Later, in the 1990s, with the availability of torrential amounts of data and an explosion in computing power, machine learning (ML) stole the AI show. The drive to imitate humans’ symbolic, “slow” reasoning had fallen by the wayside.
The reason for this is that ML’s predictions are based on correlations observed among vast quantities of data. Its algorithms learn using the old-fashioned trial and error principle, altering the weight given to each piece of information fed into the system.
ML algorithms can be hugely successful when applied to closed systems – games such as chess and go for example. They can unlock the power of unstructured data and predict preferences and emerging trends. Their attention never flags, and they have no concept of things such as tiredness or emotion that could skew their decision making.
Where their limitation lies, however, is in transferability. In order to be robust, they need to be applied to the kind of data that they have been trained and tested on. Which brings us to the rise of machine reasoning (MR), a potential new AI trend that aims to create models of logical techniques such as induction and deduction.

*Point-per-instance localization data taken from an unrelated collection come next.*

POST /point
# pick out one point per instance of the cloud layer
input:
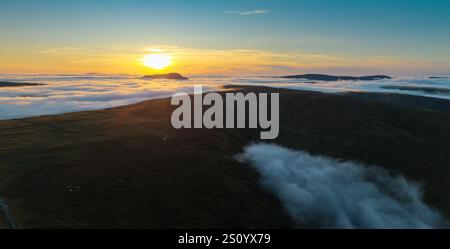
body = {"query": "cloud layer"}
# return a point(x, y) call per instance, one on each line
point(69, 93)
point(249, 12)
point(322, 192)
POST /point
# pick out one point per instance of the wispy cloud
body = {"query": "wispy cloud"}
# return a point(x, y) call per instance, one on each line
point(247, 13)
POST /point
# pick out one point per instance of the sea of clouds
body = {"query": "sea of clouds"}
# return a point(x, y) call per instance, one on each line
point(70, 93)
point(322, 192)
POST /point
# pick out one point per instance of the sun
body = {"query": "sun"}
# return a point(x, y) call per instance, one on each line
point(157, 61)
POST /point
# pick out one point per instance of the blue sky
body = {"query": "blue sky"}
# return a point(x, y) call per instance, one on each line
point(413, 29)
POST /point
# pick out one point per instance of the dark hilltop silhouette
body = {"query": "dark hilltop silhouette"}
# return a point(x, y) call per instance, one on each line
point(325, 77)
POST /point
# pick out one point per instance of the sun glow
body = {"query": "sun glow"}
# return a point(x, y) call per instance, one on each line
point(157, 61)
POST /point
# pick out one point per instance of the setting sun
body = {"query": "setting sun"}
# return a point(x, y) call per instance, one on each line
point(157, 61)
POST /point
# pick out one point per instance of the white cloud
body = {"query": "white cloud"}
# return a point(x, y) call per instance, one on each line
point(323, 192)
point(247, 13)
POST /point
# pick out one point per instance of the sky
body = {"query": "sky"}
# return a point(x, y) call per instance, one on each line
point(249, 37)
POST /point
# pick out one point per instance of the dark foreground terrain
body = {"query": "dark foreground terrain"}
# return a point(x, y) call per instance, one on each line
point(128, 168)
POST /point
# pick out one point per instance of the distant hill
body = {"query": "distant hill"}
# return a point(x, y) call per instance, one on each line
point(325, 77)
point(169, 76)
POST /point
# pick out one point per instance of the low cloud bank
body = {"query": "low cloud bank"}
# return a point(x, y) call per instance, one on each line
point(322, 192)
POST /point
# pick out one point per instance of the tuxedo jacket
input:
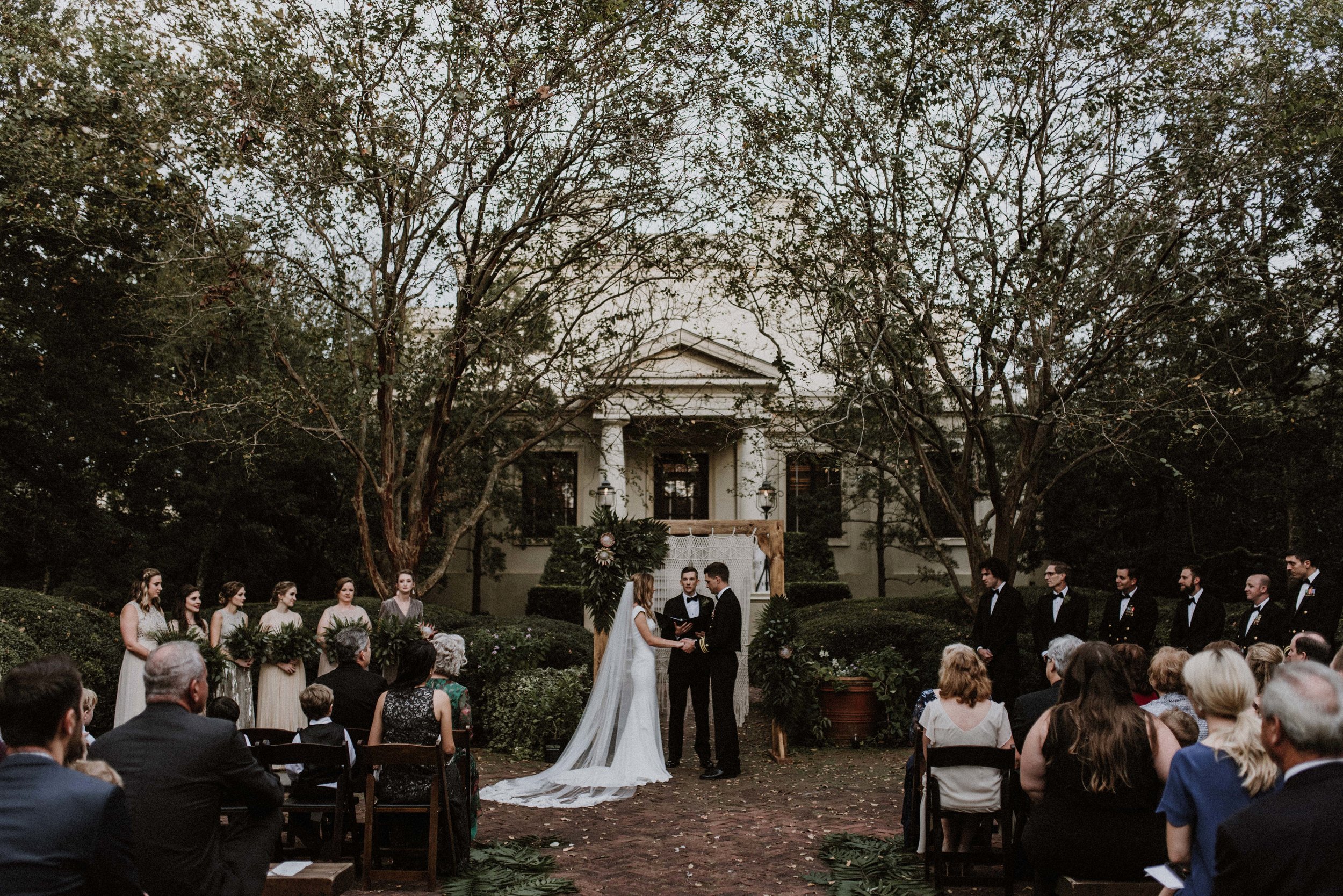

Machine learning is very good at doing highly specific things, but it can’t solve new problems, therefore is completely incapable of mimicking the flexibility of the human brain.
To borrow an analogy from Yoshua Bengio, a computer scientist renowned for his contribution to artificial neural networks and deep learning, if you train an ML algorithm in a room with the lights on, you’ll need to create a new one for the very same room if the lights go off.
Despite its potential to eliminate human cognitive flaws, in recent years, we’ve seen several examples in recruitment, credit scoring and criminal courts of how human prejudice can be baked into machine learning software as an unintended consequence.
But these algorithms have their own innate biases too, the most typical being “overfitting”. As digital technology writer Adam Greenfield explains using a car-based analogy, if all the Chevrolet Camaros shown to an algorithm designed to distinguish between three specific car brands happen to be red, it will erroneously “think” that redness is a definitive feature of a Camaro, rather than an independent variable.
Algorithmic bias may result in examples such as the one quoted in a study by Tom Taulli, author of Artificial Intelligence Basics. Machine learning software used at a hospital to predict the risk of death from pneumonia, for example, arrived at the conclusion that patients with asthma were less likely to die from it than patients without – a rather counterintuitive conclusion that common sense can easily overrule. (The algorithm didn’t account for the fact that people with asthma typically receive faster and more intensive care, hence the lower mortality rate in the training data.)
But current ML algorithms don’t have a common sense – or “slow” – system to detect anomalies or reflect on and deal with their own biases. (Although Cyc, an ongoing 36-year-old project aiming at creating a “common sense engine”, may still come to fruition one day.) It’s still left to flawed humans to detect ML algorithms’ racial, gender and programming biases or, in many cases, learn about them the hard way.
The occasionally scandalous failures of autonomous decision-making by machine learning without any or insufficient human control serve as constant reminders that the technology can only assist and augment human decisions until reasoning and a certain “common sense” is embedded into the system. This, however, doesn’t take away from the merits of ML and the boost the technology can give to RoI through recommendations, opinion mining or personal modelling – areas allowing a more generous margin for error. Overstretching ML’s capabilities will underwhelm users and thwart adoption. But making the most of what it really excels at will build trust towards it.